Pero paradójicamente sufre un problema mundano, por ahora sin solución y más habitual en las grandes y contaminadas urbes del planeta: los atascos en el tránsito vehicular en la primera hora de la mañana.
Nadie se explica cómo la bellísima isla de Mahe, la principal del país y donde se asienta su capital, Victoria, puede sufrir un problema poco habitual en paraísos escondidos y conocidos más como destinos éxoticos.
Aquí, como en toda antigua colonia británica, se conduce por la izquierda. Las carreteras están bien mantenidas y el tránsito no parece a primera vista representar un problema.
Pero el "monstruo" están bien agazapado. La isla de Mahé tiene un tráfico escaso y fluido en las rutas de la costa, donde se suceden playas indescriptibles de arenas blancas, montañas y aguas de variadas tonalidades que nada tienen que enviarle a sus primas lejanas del Caribe. Los turistas, en general europeos o asiáticos, suelen saltar de playa en playa, cada una mejor que la otra. Y parar en alguno de los pequeños poblados que surgen a la vera del camino, donde se ven a decenas de niños con sus uniformes escolares aguardando el transporte público, antiguo, incómodo y que demora en aparecer, aunque siempre respetando su horario.

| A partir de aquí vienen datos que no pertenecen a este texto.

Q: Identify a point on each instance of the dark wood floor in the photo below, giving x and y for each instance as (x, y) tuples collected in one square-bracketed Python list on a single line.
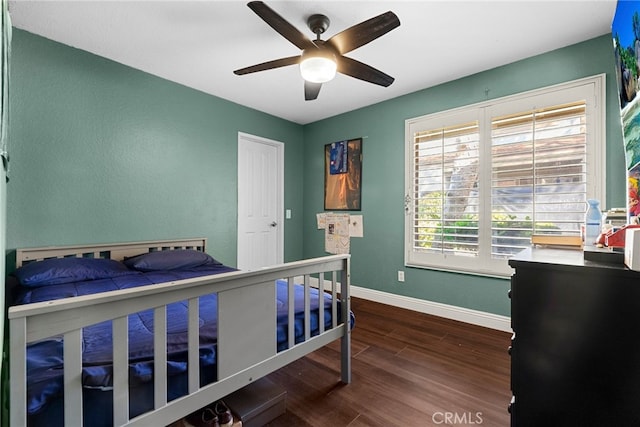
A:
[(408, 369)]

Las islas no tienen las comunes enfermedades tropicales de Africa, como la malaria, ya que aquí no vive el mosquito transmisor. Y tampoco son un problema los tiburones ni las serpientes. Solo hay que cuidarse del calor.
El turista poco a poco se acostumbra a este pedazo de paraíso. Y visita la pequeña ciudad de Victoria, su capital, para recorrer el tradicional mercado donde se puede comprar pescados de todas las especies, frutas tropicales, verduras y recuerdos. Pero si debe partir en el primer vuelo de la mañana, en torno a las 9.30 y se ha alojado en la parte opuesta del aeropuerto, el "monstruo" aparece. "Tenían que haber pedido el taxi para media hora antes", saluda el chofer en el estacionamiento de un hotel ubicado en Grand Anse (Playa Grande), en la costa oeste de la isla.
 - ¿Por qué? pregunta el turista. - "Por el tráfico", contesta el taxista.
Los pasajeros ríen. Creen que es una broma. Pero para evitar bordear la isla por la carretera marítima, en un viaje mucho más largo, el taxi atraviesa Mahe por la mitad, de costa a costa, en una carretera de montaña que pasa por el poblado de La Misere, a unos 900 metros de altura.
El viaje dura 20 minutos y al principio es muy fluido. Los pasajeros se animan incluso a bromear con el tráfico, pero el chofer avisa que "el problema viene más adelante".
Y el "monstruo" aparece de improviso en el final de la bajada de esta carretera de montaña, cuando las primeras imágenes de la ciudad de Victoria aparecen en el horizonte. De pronto, el tráfico se atasca. Y no se mueve. Luego comienza a andar a paso de hombre durante largos 20 minutos.
"Pasa todas las mañanas", dice Albil, un taxista nacido en Mahe. "Es el único camino de esta parte de la isla que comunica el oeste con Victoria, y todos vienen a trabajar aquí. Se pensó en construir un túnel para evitar estos atascos, pero es muy caro y además está el problema ambiental", comenta.
El atasco se disipa cuando se llega a la carretera costera.
El aeropuerto está a no más de 10 minutos. Y es tan pequeño que la escasa espera para embarcar hace olvidar pronto el "monstruo" escondido en la carretera montañosa de Mahe. (ANSA).